Students conducting research in upper-level courses are developing familiarity with the conventions and shape of the conversation within the discipline. They should also become familiar with specialized sources used within the discipline. Our assessment plan (pdf) outlines goals for all students; students in upper level courses will be able to identify key research tools, locate high quality sources, articulate salient elements of research within their discipline, and use sources effectively as they enter the scholarly conversation.
Students are fully capable of developing a sense of how scholarly research is reported and how to construct a good research project. However, undergraduates must spend far more time than experts in gaining enough background knowledge to find a focus for a research project. They also have understandable difficulty assessing the value of different sources, not being familiar with the prominent scholars in the field and its major publications. It's a good idea to scaffod assignments with multiple check points.
Don't assume students learned how to use the library in the FTS. What they learned was limited, may have been forgotten, or may not take into account recent changes in the library.
Students tell us they learn by doing and they learn from the models provided by their professors. The most important predictor of students' success in finding, reading, and using sources is the number of times they engage in those activities. The librarians are happy to discuss assignments you are designing.
In addition to struggling to varying degrees with the issues they faced as first year students, students beyond the first year engage in several common research behaviors. They tend to do the following things.
Another great option is to advise your students to take NDL 301: Information Fluency. The course is designed as an overall introduction to information sources and a chance for students to explore the structure of the literature in their chosen field.
One of the problems students have with scholarly forms of documentation is that they rarely understand its rhetorical power. They think of documentation defensively, to prevent being charged with theft - as opposed to thinking of sources as expert witnesses brought in to lend support to an argument. One approach to avoid plagiarism is to create plagiarism-proof assignments. Another is to engage students in using references in their research. The practice will make more sense once they've learned to read other's references as an effective research strategy.
Students have little experience reading or writing documented prose. They often view documentation as a meaningless chore and don't recognize its rhetorical power. On top of that, some students take shortcuts that are simply not acceptable. Be sure to encourage your students to use the excellent assitance provided at our Writing Center; they may also ask for help citing sources at the reference desk, where we keep copies of the major style manuals.
1. Emphasize process by building a sequence of assignments
Helps unpack the research process into a series of steps; provides scaffolding for organization and time management; shows work in progress rather than simply a finished product; helps students focus on research as process not product; helps you intervene earlier when a student has problems.

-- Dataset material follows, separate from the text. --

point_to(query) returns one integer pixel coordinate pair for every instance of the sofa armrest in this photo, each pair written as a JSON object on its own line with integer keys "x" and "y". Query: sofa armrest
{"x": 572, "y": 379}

Logistically challenging in terms of processing the paperwork that results, may require more time than you have available.
2. Emphasize originality by asking students to do something they can't get "off the shelf"
Gives students a sense of owning their work that they don't get when the paper is based entirely on interpreting other people's work.
Can be time-consuming to develop and test assignments to be disaster-proof. Also prevents wholesale copying of a text, but doesn't address problems of inappropriate paraphrase or failure to cite a source.